Page MenuHomePhabricator

Investigate API and client architecture requirements for edit history, diffs and related user actions
Closed, ResolvedPublicSpike

Description

Comments discussion summary:
@Mholloway and @MusikAnimal's advice is not to rely on XTools API in production.


Spike findings:

What's available:

  • Edit metrics for sparkline. Caveat: We can only get metrics for up to 1 year. We can choose between daily and monthly granularity.
  • Page view count for a page.
  • ORES scores.

ORES caveats:

  1. This might be temporary but a request for a larger page times out - https://en.wikipedia.org/w/index.php?title=Barack_Obama&oldid=910566164 (scores for 910566164 revision of Barack Obama on enwiki). Works for a smaller page like Morogoro on enwiki - https://ores.wikimedia.org/v3/scores/enwiki/911077246.
  2. Different wikis have different models - for example, we'll be able to get a articlequality score for enwiki articles but we'll only be able to get goodfaith and damaging scores for plwiki articles.

Caveat: We can't get the items listed below all at once. We request page history in batches (we can get up to 500 revisions in 1 batch) - currently, we request 1 batch of 51 revisions when the view loads and load in more as the user scrolls. For example, the Barack Obama article on English Wikipedia has 7,412 editors - even if we requested the maximum number of revisions in each request, it would take 15 requests to get all the editors data.


What's not available:

  • Reverted edits count
  • Bot edits count
  • Total tags, editors, edits, IP count

Event Timeline

Restricted Application changed the subtype of this task from "Task" to "Spike". · View Herald TranscriptJul 23 2019, 6:48 PM
JMinor renamed this task from API spike to Investigate API and client architecture requirements for edit history, diffs and related user actions.Jul 23 2019, 9:27 PM
JMinor triaged this task as High priority.

I'd caution you that tools hosted on Cloud VPS, like XTools, generally don't have any service-level agreement. At any time they could go away permanently and without warning.

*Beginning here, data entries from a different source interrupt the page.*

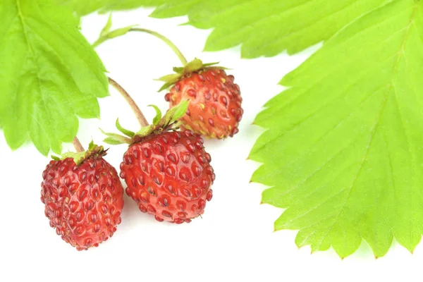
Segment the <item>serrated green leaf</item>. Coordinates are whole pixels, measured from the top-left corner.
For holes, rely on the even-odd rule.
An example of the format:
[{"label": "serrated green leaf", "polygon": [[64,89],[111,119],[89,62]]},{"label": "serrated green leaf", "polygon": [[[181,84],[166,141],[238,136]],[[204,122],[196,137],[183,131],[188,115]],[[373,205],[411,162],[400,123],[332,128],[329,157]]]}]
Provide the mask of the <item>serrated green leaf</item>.
[{"label": "serrated green leaf", "polygon": [[191,73],[193,71],[198,70],[202,67],[202,61],[200,59],[195,58],[194,60],[191,61],[185,66],[185,70],[188,73]]},{"label": "serrated green leaf", "polygon": [[298,52],[331,38],[358,17],[392,1],[94,0],[88,7],[85,0],[66,2],[81,14],[155,6],[152,17],[188,15],[188,24],[213,29],[204,50],[242,44],[243,57],[257,58],[276,56],[286,49],[288,54]]},{"label": "serrated green leaf", "polygon": [[123,128],[122,127],[122,125],[121,125],[121,123],[119,123],[119,118],[116,118],[116,128],[118,128],[118,130],[121,131],[122,133],[125,134],[126,136],[128,136],[132,138],[135,135],[135,133],[133,131],[130,131],[130,130],[128,130],[128,129]]},{"label": "serrated green leaf", "polygon": [[98,118],[105,68],[73,13],[47,0],[0,4],[0,120],[13,149],[30,140],[47,155],[71,142],[78,116]]},{"label": "serrated green leaf", "polygon": [[376,257],[423,233],[423,7],[398,0],[364,15],[286,75],[255,123],[262,202],[275,228],[341,257],[364,239]]},{"label": "serrated green leaf", "polygon": [[161,111],[160,111],[160,109],[156,105],[148,105],[148,106],[153,107],[154,111],[156,111],[156,116],[153,118],[153,124],[156,125],[159,123],[159,121],[161,119]]}]

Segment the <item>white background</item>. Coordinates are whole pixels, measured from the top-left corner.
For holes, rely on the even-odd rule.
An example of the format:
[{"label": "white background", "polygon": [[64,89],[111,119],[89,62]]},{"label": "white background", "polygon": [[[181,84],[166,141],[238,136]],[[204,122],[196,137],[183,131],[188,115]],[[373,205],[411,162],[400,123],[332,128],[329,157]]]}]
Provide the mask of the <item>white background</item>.
[{"label": "white background", "polygon": [[[306,59],[317,47],[288,56],[241,60],[240,48],[214,53],[202,49],[209,30],[178,26],[186,18],[157,20],[152,10],[115,13],[114,28],[139,24],[158,31],[178,45],[188,60],[220,61],[232,68],[241,88],[245,114],[240,133],[224,141],[206,140],[216,179],[214,197],[202,219],[189,224],[159,223],[141,213],[135,202],[124,196],[122,223],[112,238],[99,247],[78,252],[50,228],[41,202],[42,173],[49,159],[32,145],[11,152],[0,137],[0,281],[421,281],[423,244],[410,254],[393,244],[377,260],[362,244],[354,255],[341,260],[333,250],[310,255],[309,247],[298,250],[296,231],[273,232],[273,222],[281,210],[260,205],[264,186],[250,183],[259,164],[247,161],[262,130],[252,125],[262,106],[282,88],[278,82]],[[107,16],[84,18],[82,32],[94,42]],[[164,92],[154,81],[179,66],[177,57],[151,35],[132,33],[97,48],[110,72],[133,97],[149,121],[154,104],[164,111]],[[100,100],[101,121],[82,120],[78,137],[86,147],[91,139],[100,143],[98,128],[116,131],[117,117],[129,129],[138,128],[124,100],[111,90]],[[66,146],[66,149],[71,149]],[[125,146],[114,146],[106,157],[119,167]]]}]

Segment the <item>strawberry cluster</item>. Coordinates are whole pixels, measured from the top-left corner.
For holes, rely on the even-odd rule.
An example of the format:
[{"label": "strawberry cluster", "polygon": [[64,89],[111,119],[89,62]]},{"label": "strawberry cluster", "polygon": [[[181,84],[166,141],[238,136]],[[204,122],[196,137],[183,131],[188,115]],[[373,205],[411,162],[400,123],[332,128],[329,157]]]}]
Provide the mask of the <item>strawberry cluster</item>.
[{"label": "strawberry cluster", "polygon": [[[238,132],[243,111],[240,87],[225,68],[195,59],[161,78],[170,107],[148,124],[129,94],[109,82],[129,102],[141,128],[116,128],[124,135],[104,133],[104,142],[126,143],[120,174],[92,142],[87,150],[55,157],[42,174],[41,200],[58,235],[77,250],[97,247],[121,223],[123,187],[141,212],[158,221],[189,223],[204,212],[215,179],[202,136],[223,139]],[[78,144],[78,139],[75,140]]]}]

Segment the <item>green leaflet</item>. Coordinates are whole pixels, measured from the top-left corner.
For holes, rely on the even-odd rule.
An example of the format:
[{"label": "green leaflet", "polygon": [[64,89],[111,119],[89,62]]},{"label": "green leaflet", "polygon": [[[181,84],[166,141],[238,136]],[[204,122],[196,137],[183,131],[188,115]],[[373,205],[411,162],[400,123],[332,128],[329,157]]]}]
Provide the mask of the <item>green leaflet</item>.
[{"label": "green leaflet", "polygon": [[108,95],[104,67],[70,11],[47,0],[0,4],[0,120],[16,149],[30,140],[47,155],[61,152],[78,116],[98,118]]},{"label": "green leaflet", "polygon": [[391,2],[356,20],[286,75],[255,123],[250,158],[262,201],[287,208],[275,228],[345,257],[376,257],[423,233],[423,7]]},{"label": "green leaflet", "polygon": [[242,44],[243,58],[294,54],[326,40],[357,17],[394,0],[55,0],[87,14],[156,6],[152,17],[188,15],[188,23],[212,28],[204,49]]}]

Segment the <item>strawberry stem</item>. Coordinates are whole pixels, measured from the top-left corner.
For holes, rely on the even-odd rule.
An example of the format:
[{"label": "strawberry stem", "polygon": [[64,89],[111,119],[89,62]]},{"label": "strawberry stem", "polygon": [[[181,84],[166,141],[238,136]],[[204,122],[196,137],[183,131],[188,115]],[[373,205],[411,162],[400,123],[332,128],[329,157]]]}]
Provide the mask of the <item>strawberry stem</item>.
[{"label": "strawberry stem", "polygon": [[75,138],[73,138],[73,147],[75,147],[77,153],[80,153],[81,152],[85,151],[82,147],[82,145],[76,136],[75,136]]},{"label": "strawberry stem", "polygon": [[149,35],[155,36],[156,37],[164,41],[164,43],[166,43],[169,47],[171,47],[171,49],[172,49],[172,51],[173,51],[175,54],[176,54],[176,56],[178,56],[179,61],[180,61],[180,63],[182,63],[182,65],[183,66],[185,66],[186,64],[188,63],[187,59],[183,56],[183,54],[182,54],[180,50],[176,47],[176,45],[175,45],[173,44],[173,42],[172,42],[168,38],[161,35],[160,33],[157,32],[153,30],[146,30],[145,28],[141,28],[141,27],[131,27],[128,31],[137,31],[137,32],[146,32]]},{"label": "strawberry stem", "polygon": [[122,95],[122,97],[126,100],[126,102],[129,104],[133,111],[135,114],[137,119],[138,120],[138,123],[141,127],[145,127],[148,125],[148,121],[145,119],[145,116],[135,103],[135,102],[132,99],[130,95],[123,89],[123,87],[121,86],[118,82],[116,82],[113,79],[109,78],[109,84],[113,86],[118,92]]}]

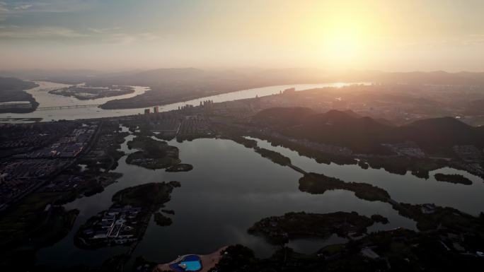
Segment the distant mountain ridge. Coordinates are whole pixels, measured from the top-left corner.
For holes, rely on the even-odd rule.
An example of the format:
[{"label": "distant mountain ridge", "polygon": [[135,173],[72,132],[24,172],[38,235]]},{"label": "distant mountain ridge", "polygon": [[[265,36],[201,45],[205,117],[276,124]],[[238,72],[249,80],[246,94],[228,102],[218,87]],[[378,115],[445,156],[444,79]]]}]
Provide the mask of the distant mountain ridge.
[{"label": "distant mountain ridge", "polygon": [[[284,120],[288,116],[286,122]],[[484,148],[484,129],[452,117],[419,120],[396,126],[338,110],[317,113],[304,107],[280,107],[263,110],[252,121],[291,137],[345,146],[355,152],[385,153],[388,150],[382,143],[409,141],[431,153],[451,152],[456,145]]]}]

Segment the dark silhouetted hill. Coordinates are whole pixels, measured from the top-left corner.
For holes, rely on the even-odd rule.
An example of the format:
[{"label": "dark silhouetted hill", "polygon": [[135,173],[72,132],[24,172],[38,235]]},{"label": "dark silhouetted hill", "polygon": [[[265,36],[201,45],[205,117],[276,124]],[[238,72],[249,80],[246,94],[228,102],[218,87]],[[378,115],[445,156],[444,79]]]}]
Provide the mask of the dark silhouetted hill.
[{"label": "dark silhouetted hill", "polygon": [[382,143],[408,141],[428,153],[446,154],[451,153],[456,145],[482,148],[484,143],[484,129],[452,117],[419,120],[396,126],[338,110],[317,114],[299,107],[265,110],[253,122],[290,137],[348,147],[361,153],[386,153],[388,150]]}]

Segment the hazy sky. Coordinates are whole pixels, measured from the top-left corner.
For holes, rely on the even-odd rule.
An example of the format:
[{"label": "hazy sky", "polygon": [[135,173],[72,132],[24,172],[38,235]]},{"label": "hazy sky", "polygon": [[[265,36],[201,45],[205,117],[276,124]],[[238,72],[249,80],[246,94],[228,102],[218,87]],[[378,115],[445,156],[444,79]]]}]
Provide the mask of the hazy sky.
[{"label": "hazy sky", "polygon": [[0,0],[0,69],[484,71],[483,0]]}]

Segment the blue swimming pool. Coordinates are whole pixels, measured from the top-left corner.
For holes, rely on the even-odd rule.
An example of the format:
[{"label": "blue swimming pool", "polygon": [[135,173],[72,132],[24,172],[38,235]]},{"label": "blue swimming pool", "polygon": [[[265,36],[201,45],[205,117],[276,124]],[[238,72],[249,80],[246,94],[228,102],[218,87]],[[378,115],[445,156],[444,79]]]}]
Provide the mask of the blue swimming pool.
[{"label": "blue swimming pool", "polygon": [[172,270],[175,271],[198,271],[202,269],[200,257],[197,255],[185,256],[181,261],[170,266]]}]

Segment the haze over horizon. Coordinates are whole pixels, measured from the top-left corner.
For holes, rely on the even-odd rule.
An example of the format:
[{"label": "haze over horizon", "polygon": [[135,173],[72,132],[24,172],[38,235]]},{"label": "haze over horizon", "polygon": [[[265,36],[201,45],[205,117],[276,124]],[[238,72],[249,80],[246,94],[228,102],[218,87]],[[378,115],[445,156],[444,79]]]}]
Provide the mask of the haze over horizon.
[{"label": "haze over horizon", "polygon": [[484,1],[0,1],[0,70],[484,71]]}]

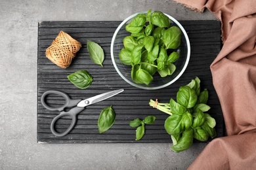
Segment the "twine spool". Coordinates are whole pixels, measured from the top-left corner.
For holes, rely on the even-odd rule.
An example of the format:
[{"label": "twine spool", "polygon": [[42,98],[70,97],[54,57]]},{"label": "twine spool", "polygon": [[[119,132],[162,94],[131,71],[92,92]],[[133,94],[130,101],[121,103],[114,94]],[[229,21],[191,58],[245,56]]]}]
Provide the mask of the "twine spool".
[{"label": "twine spool", "polygon": [[53,63],[66,69],[70,66],[81,44],[61,31],[52,44],[46,50],[46,56]]}]

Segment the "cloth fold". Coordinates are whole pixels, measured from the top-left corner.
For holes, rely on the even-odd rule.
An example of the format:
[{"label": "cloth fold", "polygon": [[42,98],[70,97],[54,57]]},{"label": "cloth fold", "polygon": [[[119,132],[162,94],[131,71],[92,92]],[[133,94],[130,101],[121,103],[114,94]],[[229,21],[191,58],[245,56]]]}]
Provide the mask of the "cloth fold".
[{"label": "cloth fold", "polygon": [[256,1],[175,0],[207,8],[222,23],[223,48],[211,65],[227,137],[213,140],[189,169],[255,169]]}]

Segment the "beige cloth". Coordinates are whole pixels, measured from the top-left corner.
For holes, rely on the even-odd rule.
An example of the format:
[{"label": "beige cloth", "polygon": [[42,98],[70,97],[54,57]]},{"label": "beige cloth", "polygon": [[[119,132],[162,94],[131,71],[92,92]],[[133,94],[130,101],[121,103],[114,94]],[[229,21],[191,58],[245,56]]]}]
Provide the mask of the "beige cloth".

I don't know whether that's true specifically for XTools. It's a long-standing and well-loved project, linked from enwiki history pages, and with strong support both in CommTech and in the community. We should find out from @MusikAnimal whether there's been any discussion with the Cloud Services team about a specific SLA for XTools, given its importance. I've seen some suggestion on Wikitech that SLAs may be granted to Cloud VPS projects on a project-specific basis.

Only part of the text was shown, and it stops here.